I was blessed to visit the Holy Land
for two weeks last summer and one of our stops was Mount Carmel, the mountain
of decision. At the top of the mountain, I pondered what it must have been like
for Elijah as he faced off against the priests of Baal. He was the very last
prophet of God left alive in Israel, in a high-noon style showdown against 450 shrieking
pagan worshippers of a false god. When all was said and done, everything about the
false god had professed was shown to be worthless folly; fleeting and fake. The
people of God watched Elijah stand firm in the truth of God and prevail. Elijah
laid before them a decision to make – follow the empty show the evil one has to
offer or return to the covenant and follow God. In quite a dramatic fashion,
the people chose wisely.
Today we are faced with our own Mount Carmels,
our places of decision when choosing how to respond to the unrest, violence,
and injustice we have been witnessing unfold in our streets and on TV. As the
violence dies down, it has been replaced by virtue signaling, false platitudes,
politics as usual, and disingenuous calls for irrational actions that have
nothing to do with what sparked all this. It seems like the country has gone
bonkers. The news media and social media seem to only want to whip society
into a frenzy like those priests of Baal. What are we to do?

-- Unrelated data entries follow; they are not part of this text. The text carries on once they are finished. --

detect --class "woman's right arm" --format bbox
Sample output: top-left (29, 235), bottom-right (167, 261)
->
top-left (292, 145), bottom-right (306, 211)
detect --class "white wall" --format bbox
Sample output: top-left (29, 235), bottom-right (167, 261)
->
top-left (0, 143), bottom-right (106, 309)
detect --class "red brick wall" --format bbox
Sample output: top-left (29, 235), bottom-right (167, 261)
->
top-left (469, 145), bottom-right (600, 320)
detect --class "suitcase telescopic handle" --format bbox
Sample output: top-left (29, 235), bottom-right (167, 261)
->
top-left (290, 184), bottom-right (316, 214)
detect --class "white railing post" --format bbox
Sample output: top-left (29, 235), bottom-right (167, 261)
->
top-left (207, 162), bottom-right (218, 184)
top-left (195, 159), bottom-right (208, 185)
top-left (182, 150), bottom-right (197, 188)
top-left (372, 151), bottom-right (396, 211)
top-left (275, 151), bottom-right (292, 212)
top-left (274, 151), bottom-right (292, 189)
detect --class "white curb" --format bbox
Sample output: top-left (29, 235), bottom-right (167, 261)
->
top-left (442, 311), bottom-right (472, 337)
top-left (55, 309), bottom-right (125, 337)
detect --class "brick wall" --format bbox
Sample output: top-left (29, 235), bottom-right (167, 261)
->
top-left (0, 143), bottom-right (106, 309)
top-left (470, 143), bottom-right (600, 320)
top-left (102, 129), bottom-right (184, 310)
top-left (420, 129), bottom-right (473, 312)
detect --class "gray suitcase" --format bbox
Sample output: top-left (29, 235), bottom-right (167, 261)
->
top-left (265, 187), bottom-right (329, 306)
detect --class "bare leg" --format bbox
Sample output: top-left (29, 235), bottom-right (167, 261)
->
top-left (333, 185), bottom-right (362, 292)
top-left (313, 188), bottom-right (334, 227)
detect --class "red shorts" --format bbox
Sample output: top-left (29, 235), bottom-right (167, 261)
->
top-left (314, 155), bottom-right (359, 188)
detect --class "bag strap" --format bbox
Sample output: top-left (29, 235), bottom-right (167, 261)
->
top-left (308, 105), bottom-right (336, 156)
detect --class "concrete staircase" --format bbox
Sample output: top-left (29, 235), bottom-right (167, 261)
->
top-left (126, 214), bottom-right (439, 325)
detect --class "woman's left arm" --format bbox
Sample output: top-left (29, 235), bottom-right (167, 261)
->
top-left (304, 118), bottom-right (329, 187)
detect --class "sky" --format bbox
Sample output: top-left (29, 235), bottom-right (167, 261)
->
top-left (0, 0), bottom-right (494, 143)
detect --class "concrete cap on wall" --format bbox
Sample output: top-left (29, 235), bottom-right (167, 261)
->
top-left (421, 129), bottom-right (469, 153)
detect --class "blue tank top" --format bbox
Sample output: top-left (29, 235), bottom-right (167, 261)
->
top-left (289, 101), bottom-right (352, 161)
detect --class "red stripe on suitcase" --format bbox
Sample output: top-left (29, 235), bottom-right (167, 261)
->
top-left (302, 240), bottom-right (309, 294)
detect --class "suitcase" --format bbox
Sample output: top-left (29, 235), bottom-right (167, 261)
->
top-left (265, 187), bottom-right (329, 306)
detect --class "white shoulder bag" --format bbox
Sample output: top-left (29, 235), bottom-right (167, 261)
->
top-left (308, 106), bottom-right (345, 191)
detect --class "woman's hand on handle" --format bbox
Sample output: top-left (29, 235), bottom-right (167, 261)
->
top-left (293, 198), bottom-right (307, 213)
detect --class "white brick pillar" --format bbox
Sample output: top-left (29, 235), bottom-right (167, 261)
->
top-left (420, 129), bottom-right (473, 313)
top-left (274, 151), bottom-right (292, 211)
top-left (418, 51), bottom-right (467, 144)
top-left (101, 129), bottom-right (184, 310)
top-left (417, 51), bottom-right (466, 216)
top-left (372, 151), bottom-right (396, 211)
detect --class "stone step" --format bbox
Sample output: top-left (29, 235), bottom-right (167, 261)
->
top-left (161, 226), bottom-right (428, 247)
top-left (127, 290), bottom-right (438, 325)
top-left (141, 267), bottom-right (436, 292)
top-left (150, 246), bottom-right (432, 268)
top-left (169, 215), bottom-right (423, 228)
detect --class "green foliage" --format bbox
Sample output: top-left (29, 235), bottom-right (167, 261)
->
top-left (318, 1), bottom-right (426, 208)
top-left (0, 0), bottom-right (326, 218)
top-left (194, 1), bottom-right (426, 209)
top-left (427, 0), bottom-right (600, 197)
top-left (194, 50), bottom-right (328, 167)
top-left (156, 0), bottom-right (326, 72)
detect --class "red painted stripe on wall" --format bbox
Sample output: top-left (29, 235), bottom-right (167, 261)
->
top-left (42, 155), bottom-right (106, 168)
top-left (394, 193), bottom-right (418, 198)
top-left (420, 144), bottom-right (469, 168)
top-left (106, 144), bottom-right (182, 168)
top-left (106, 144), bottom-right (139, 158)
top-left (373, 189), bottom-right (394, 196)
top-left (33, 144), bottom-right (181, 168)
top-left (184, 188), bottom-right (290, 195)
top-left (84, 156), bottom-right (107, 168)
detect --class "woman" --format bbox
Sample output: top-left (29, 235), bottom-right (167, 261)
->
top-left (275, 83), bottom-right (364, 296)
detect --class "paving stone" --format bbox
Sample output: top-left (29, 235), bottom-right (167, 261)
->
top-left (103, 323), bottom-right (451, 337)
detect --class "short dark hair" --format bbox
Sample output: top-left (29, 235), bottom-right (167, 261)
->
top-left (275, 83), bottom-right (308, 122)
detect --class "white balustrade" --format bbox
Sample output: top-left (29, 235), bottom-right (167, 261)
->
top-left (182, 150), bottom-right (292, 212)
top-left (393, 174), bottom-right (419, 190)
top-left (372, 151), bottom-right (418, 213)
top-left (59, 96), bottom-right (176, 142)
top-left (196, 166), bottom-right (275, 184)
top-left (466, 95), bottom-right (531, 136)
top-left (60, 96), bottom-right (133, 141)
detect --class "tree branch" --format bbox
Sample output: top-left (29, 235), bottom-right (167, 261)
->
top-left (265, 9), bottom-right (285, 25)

Jesus reminds us in the Gospel today that what
has been commanded by God will not pass away. In him we are to place our trust
and build our faith. In the midst of all the chatter, the noise, the vitriol,
and the nonsense, seek the voice of God in the stillness and the silence as Elijah
did. What is of God endures. What is not of God will crumble and fall away. May
our response to what is happening be grounded in what is true and good and
beautiful. May we choose wisely.
St. Joseph, Terror of Demons, Pray for Us!